At startup, tclsh provides the following global variables:

argc
number of arguments on the command line
argv
list of the arguments on the command line
argv0
name of the executable or script (first word on command line)
auto_index
array with instructions from where to load further commands
auto_oldpath
(same as auto_path ?)
auto_path
list of paths to search for packages
env
array, mirrors the environment variables
errorCode
type of the last error, or {}, e.g. ARITH DIVZERO {divide by zero}
errorInfo
last error message, or {}
tcl_interactive
1 if interpreter is interactive, else 0
tcl_libPath
list of library paths
tcl_library
path of the Tcl system library directory
tcl_patchLevel
detailed version number, e.g. 8.4.11
tcl_platform
array with information on the operating system
tcl_rcFileName
name of the initial resource file
tcl_version
brief version number, e.g. 8.4

One can use temporary environment variables to control a Tcl script from the command line, at least in Unixoid systems including Cygwin. Example scriptlet:

set foo 42
if [info exists env(DO)] {eval $env(DO)}
puts foo=$foo

This script will typically report

 foo=42

To remote-control it without editing, set the DO variable before the call:

DO='set foo 4711' tclsh myscript.tcl

which will evidently report

foo=4711

Dereferencing variables

edit

A reference is something that refers, or points, to another something (if you pardon the scientific expression). In C, references are done with *pointers* (memory addresses); in Tcl, references are strings (everything is a string), namely names of variables, which via a hash table can be resolved (dereferenced) to the "other something" they point to:

puts foo       ;# just the string foo
puts $foo      ;# dereference variable with name of foo
puts [set foo] ;# the same

This can be done more than one time with nested set commands. Compare the following C and Tcl programs, that do the same (trivial) job, and exhibit remarkable similarity:

#include <stdio.h>
int main(void) {
  int    i =      42;
  int *  ip =     &i;
  int ** ipp =   &ip;
  int ***ippp = &ipp;
  printf("hello, %d\n", ***ippp);
  return 0;
}

...and Tcl:

set i    42
set ip   i
set ipp  ip
set ippp ipp
puts "hello, [set [set [set [set ippp]]]]"

The asterisks in C correspond to calls to set in Tcl dereferencing. There is no corresponding operator to the C & because, in Tcl, special markup is not needed in declaring references. The correspondence is not perfect; there are four set calls and only three asterisks. This is because mentioning a variable in C is an implicit dereference. In this case, the dereference is used to pass its value into printf. Tcl makes all four dereferences explicit (thus, if you only had 3 set calls, you'd see hello, i).
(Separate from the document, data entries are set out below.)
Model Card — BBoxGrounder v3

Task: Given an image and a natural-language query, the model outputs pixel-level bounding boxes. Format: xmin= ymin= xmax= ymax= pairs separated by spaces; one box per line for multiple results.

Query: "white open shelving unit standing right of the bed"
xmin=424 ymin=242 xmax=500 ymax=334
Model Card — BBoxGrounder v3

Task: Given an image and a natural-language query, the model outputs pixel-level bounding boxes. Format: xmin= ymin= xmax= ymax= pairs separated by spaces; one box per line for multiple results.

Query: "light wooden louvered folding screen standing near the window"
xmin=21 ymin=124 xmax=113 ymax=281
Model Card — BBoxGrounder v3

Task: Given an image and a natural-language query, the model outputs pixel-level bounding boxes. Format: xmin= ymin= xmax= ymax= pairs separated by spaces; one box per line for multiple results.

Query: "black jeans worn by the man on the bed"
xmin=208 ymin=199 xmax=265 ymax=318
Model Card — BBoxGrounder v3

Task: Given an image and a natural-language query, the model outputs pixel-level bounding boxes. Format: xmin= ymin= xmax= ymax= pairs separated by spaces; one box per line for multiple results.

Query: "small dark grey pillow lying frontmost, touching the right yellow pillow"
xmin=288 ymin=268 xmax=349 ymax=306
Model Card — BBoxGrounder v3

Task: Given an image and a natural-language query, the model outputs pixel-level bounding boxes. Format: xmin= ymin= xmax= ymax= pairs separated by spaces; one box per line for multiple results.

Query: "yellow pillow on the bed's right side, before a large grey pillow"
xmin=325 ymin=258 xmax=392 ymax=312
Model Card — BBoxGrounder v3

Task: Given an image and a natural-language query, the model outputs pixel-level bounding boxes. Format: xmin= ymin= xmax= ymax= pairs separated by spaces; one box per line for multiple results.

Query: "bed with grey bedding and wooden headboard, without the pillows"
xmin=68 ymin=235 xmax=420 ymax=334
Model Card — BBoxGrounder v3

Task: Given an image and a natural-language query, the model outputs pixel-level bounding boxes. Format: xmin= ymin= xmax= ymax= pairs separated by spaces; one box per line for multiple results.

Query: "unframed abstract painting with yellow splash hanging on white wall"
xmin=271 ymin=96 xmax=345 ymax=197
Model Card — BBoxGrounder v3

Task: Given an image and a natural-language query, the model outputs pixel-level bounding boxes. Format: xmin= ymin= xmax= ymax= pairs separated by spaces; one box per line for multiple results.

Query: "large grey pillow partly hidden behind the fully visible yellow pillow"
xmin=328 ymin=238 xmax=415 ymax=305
A single dereference is used so frequently that it is typically abbreviated with $varname, e.g.

puts "hello, [set [set [set $ippp]]]"

has set where C uses asterisks, and $ for the last (default) dereference.
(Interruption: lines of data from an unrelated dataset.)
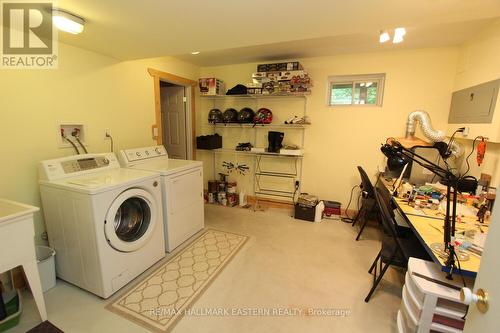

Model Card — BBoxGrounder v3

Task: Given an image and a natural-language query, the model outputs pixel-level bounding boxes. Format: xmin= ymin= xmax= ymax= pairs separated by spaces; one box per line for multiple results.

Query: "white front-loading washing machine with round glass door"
xmin=40 ymin=153 xmax=165 ymax=298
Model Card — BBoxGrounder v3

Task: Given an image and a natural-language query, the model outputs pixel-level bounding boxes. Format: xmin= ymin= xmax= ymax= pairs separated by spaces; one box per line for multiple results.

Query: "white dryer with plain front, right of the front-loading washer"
xmin=118 ymin=146 xmax=205 ymax=252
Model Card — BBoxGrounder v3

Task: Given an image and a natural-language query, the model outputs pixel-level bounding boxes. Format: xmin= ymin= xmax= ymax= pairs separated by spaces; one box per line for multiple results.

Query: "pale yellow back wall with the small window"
xmin=198 ymin=48 xmax=458 ymax=205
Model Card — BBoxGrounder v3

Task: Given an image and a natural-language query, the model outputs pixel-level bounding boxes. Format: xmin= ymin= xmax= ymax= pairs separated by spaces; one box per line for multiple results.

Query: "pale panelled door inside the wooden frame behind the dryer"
xmin=161 ymin=86 xmax=187 ymax=160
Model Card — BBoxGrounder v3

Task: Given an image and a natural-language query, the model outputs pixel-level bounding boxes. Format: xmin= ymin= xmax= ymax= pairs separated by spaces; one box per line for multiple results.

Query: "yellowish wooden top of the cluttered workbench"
xmin=393 ymin=197 xmax=488 ymax=277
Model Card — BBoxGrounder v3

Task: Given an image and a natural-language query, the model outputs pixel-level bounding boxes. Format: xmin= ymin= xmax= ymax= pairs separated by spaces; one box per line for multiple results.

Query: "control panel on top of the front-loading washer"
xmin=40 ymin=153 xmax=120 ymax=180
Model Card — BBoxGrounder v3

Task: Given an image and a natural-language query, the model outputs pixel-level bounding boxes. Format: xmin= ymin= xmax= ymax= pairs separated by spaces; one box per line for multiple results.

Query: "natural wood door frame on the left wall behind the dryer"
xmin=148 ymin=68 xmax=198 ymax=160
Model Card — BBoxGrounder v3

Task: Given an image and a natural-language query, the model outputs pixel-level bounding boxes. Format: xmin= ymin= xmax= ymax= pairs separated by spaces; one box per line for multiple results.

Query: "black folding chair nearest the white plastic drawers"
xmin=365 ymin=187 xmax=432 ymax=302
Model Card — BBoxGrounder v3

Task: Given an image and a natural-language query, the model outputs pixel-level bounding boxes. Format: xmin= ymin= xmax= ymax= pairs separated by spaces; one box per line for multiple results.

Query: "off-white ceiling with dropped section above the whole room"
xmin=58 ymin=0 xmax=500 ymax=66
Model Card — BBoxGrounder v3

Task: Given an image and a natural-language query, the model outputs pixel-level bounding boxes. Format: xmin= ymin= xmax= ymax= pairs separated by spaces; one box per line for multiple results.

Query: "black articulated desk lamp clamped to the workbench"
xmin=380 ymin=140 xmax=460 ymax=280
The hashtable for variable names is either global, for code evaluated in that scope, or local to a proc. You can still "import" references to variables in scopes that are "higher" in the call stack, with the upvar and global commands. (The latter being automatic in C if the names are unique. If there are identical names in C, the innermost scope wins).

Variable traces

edit

One special feature of Tcl is that you can associate traces with variables (scalars, arrays, or array elements) that are evaluated optionally when the variable is read, written to, or unset.

Debugging is one obvious use for that. But there are more possibilities. For instance, you can introduce constants where any attempt to change their value raises an error:

proc const {name value} {
  uplevel 1 [list set $name $value]
  uplevel 1 [list trace var $name w {error constant ;#} ]
}

const x 11
incr x
can't set "x": constant

The trace callback gets three words appended: the name of the variable; the array key (if the variable is an array, else ""), and the mode:

  • r - read
  • w - write
  • u - unset

If the trace is just a single command like above, and you don't want to handle these three, use a comment ";#" to shield them off.

Another possibility is tying local objects (or procs) with a variable - if the variable is unset, the object/proc is destroyed/renamed away.